The problem was far more basic,
and all you needed to do was drive
down virtually any street in any city
and it would be at once apparent.
Christmas-celebrating homes were decked
out in all colors of lights, while
Jewish homes, those few who competed,
were left with a palate of white
and blue, or up to nine candles,
and that was a guaranteed for sure
last place finish in the December game.

FIVE QUESTIONS, NO ANSWERS

He no longer cared when
it would happen, he knew
it would or would not according
to its own whims and desires
and it would happen when
it chose to do so.
He could not control who
would be there, it might be him
or might not, so if he was, fine,
and if not, so be it.
And he knew not to stand still
assuming it would happen there,
for it was likely to happen there
or somewhere else, a place of its choosing.
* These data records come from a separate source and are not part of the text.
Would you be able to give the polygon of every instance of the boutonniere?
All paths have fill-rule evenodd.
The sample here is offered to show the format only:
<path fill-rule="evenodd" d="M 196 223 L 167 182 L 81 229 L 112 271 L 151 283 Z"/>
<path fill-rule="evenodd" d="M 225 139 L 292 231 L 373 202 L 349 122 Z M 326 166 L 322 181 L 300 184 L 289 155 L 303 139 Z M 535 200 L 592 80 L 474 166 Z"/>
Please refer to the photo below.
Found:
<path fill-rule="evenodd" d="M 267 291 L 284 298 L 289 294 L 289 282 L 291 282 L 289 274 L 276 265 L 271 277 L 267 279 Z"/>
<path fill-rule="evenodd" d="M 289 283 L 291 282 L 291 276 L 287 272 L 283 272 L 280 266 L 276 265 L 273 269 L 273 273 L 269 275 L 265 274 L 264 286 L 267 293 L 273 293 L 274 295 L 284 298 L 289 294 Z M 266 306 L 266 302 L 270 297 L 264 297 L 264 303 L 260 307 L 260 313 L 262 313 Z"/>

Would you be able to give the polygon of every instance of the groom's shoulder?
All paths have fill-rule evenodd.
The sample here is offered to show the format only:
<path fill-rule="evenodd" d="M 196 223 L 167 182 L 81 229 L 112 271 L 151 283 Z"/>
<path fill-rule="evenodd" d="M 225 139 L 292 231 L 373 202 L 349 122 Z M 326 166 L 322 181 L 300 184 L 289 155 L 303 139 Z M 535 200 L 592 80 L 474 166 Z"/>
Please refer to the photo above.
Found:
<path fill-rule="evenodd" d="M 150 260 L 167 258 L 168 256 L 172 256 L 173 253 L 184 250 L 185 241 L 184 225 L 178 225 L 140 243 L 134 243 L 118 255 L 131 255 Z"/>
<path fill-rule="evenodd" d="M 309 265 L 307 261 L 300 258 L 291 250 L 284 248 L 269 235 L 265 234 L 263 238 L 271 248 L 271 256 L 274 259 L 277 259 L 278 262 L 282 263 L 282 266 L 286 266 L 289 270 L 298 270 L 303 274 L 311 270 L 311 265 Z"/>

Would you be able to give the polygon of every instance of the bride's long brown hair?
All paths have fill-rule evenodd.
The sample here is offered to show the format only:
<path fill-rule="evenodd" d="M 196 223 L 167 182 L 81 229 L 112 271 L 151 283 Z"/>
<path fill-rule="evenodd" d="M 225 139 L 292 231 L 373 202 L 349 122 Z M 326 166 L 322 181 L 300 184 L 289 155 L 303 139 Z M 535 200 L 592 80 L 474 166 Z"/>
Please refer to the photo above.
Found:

It would have its own reasons
and he could ascribe a reason
and it might suit him, but
he knew at a deep level that
he would be engaged in the sort
of self-delusion he so
despised in others.
And when he understood all of this,
he knew exactly what he needed to do
and retired from the news
uncertain who he would be,
where he would go or when,
what he would do and why
anyone would care, and he was happy.